Set in modern-day London, Greek Street starts off on an unfortunately pedantic note when a stripper fends off the unwanted attentions of a patron by revealing that history is composed of "eternal recurrences" and people are like "Medea and Agamemnon...still playing at the temple of Dionysus." The scene shifts to the main protagonist and Oedipal figure as he reconnects with his long lost mother. Their story is a complete reversal of the classic myth in that the hero knowingly tracks down and manipulates his mother before their blood relationship is revealed. But after accidentally killing her, he becomes a latter day Orestes fleeing to Soho's Greek Street, but unable to escape his guilt over his dead mother.
The decision of veteran Vertigo writer Peter Milligan and artist Davide Gianfelice to reinterpret ancient mythology as noir fiction is on the surface a pretty self-evident choice.

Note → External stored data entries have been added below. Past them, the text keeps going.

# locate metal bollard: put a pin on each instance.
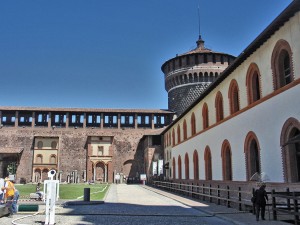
(86, 196)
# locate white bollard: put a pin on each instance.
(51, 194)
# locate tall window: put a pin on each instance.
(179, 168)
(193, 124)
(100, 151)
(208, 165)
(174, 169)
(178, 134)
(219, 107)
(205, 116)
(54, 145)
(184, 130)
(53, 159)
(187, 166)
(253, 83)
(282, 64)
(252, 155)
(226, 161)
(196, 165)
(290, 142)
(40, 144)
(39, 159)
(173, 137)
(234, 97)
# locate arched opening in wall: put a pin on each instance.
(39, 159)
(226, 161)
(253, 83)
(176, 81)
(201, 77)
(208, 164)
(216, 75)
(100, 172)
(234, 97)
(219, 107)
(174, 168)
(281, 64)
(52, 159)
(184, 130)
(252, 155)
(44, 175)
(196, 165)
(205, 116)
(37, 176)
(187, 166)
(173, 137)
(40, 144)
(129, 168)
(191, 78)
(193, 124)
(54, 145)
(290, 141)
(211, 76)
(206, 77)
(178, 134)
(196, 78)
(179, 168)
(186, 80)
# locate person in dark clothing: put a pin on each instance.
(260, 201)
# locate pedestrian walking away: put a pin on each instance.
(9, 190)
(15, 201)
(261, 198)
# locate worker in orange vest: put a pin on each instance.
(9, 190)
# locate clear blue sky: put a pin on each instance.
(108, 54)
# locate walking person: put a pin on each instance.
(261, 199)
(15, 201)
(9, 190)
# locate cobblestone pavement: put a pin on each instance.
(140, 204)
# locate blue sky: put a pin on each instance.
(108, 54)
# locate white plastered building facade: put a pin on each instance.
(245, 120)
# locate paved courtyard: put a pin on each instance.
(140, 204)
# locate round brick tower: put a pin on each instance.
(189, 74)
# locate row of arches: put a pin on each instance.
(40, 159)
(282, 72)
(290, 152)
(206, 77)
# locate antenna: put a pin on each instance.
(199, 19)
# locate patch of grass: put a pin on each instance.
(68, 191)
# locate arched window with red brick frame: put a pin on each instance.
(187, 166)
(252, 155)
(233, 95)
(193, 124)
(196, 165)
(226, 161)
(179, 168)
(39, 159)
(173, 137)
(178, 134)
(253, 83)
(174, 168)
(52, 159)
(289, 141)
(184, 130)
(219, 107)
(205, 116)
(281, 64)
(208, 164)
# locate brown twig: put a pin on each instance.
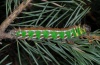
(10, 19)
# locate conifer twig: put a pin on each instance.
(10, 19)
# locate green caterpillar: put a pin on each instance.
(49, 33)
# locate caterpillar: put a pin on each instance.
(49, 33)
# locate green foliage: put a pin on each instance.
(54, 52)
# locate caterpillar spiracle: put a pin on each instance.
(49, 33)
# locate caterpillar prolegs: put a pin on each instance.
(49, 33)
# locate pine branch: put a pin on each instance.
(10, 19)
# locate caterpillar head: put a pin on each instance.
(86, 27)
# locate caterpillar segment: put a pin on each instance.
(49, 33)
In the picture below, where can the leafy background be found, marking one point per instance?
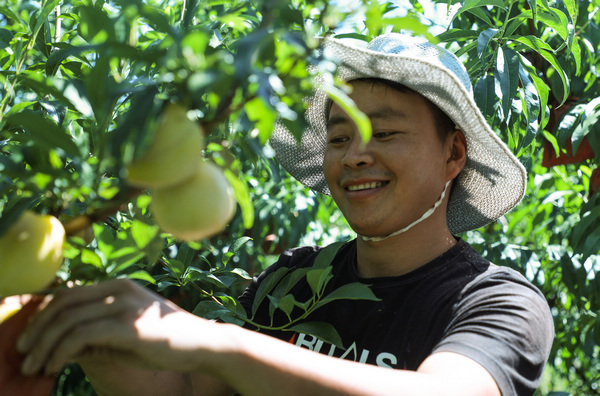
(81, 83)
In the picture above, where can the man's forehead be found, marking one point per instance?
(338, 116)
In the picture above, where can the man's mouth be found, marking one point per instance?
(365, 186)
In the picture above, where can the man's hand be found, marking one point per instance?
(115, 321)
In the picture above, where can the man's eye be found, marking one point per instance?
(383, 135)
(338, 139)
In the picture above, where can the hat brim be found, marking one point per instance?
(493, 180)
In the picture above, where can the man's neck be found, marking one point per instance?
(403, 253)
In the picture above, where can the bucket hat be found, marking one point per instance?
(493, 180)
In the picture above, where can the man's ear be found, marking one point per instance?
(457, 149)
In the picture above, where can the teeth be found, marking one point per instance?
(365, 186)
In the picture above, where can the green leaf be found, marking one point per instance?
(143, 233)
(285, 303)
(507, 76)
(266, 286)
(242, 196)
(555, 19)
(581, 228)
(589, 118)
(263, 115)
(350, 291)
(546, 52)
(318, 279)
(484, 39)
(90, 257)
(324, 331)
(474, 7)
(141, 275)
(43, 131)
(327, 254)
(485, 95)
(542, 89)
(210, 309)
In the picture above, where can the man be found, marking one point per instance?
(448, 322)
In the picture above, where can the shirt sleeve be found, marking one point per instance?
(504, 323)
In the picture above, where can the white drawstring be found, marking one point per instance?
(414, 223)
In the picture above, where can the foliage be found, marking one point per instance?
(82, 82)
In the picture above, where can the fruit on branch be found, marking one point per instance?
(173, 155)
(12, 382)
(196, 208)
(8, 308)
(31, 252)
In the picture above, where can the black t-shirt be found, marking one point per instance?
(458, 302)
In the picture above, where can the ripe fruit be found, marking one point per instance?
(12, 382)
(173, 155)
(198, 207)
(8, 309)
(31, 253)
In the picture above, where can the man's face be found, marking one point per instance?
(391, 181)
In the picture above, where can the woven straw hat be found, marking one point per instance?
(493, 180)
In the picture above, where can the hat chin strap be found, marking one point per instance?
(414, 223)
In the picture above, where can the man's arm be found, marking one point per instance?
(118, 324)
(262, 365)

There's plenty of sex, violence, and general brutality in those old stories that can be easily transposed to the present, not to mention that the themes of murder causing an endless cycle of revenge make for great drama. But the compelling power of these myths have more to do with the immortal works that convey these stories than the basic ideas found in them. Greek Street contains some rather effective and disturbing imagery. But their impact is blunted by dense plotting and a brisk pace that leaves that little room to develop the dozen or more supporting characters that are thrown at the reader. Most of them only get to occupy a few panels before the story moves on to the next character. The action isn't actually helped by the Vertigo preference for moody monochromatic coloring or the interchangeable grimacing faces. As this is a first issue, it is mostly set-up for the rest of the series. But the overall impression I get is that of Milligan trying to cram in as many Classical references as he could within the forty pages of the issue. The resulting narrative doesn't quite mesh.
While it's always premature to judge the success of a series on reading just the first issue, Greek Street's #1 seems a bit too aware of its ancient predecessors to stand-out as a work worthy of being regarded on its own merits. The series might eventually prove to be better than this premiere suggests, but I doubt it will be turn out to be a particularly memorable achievement for Vertigo.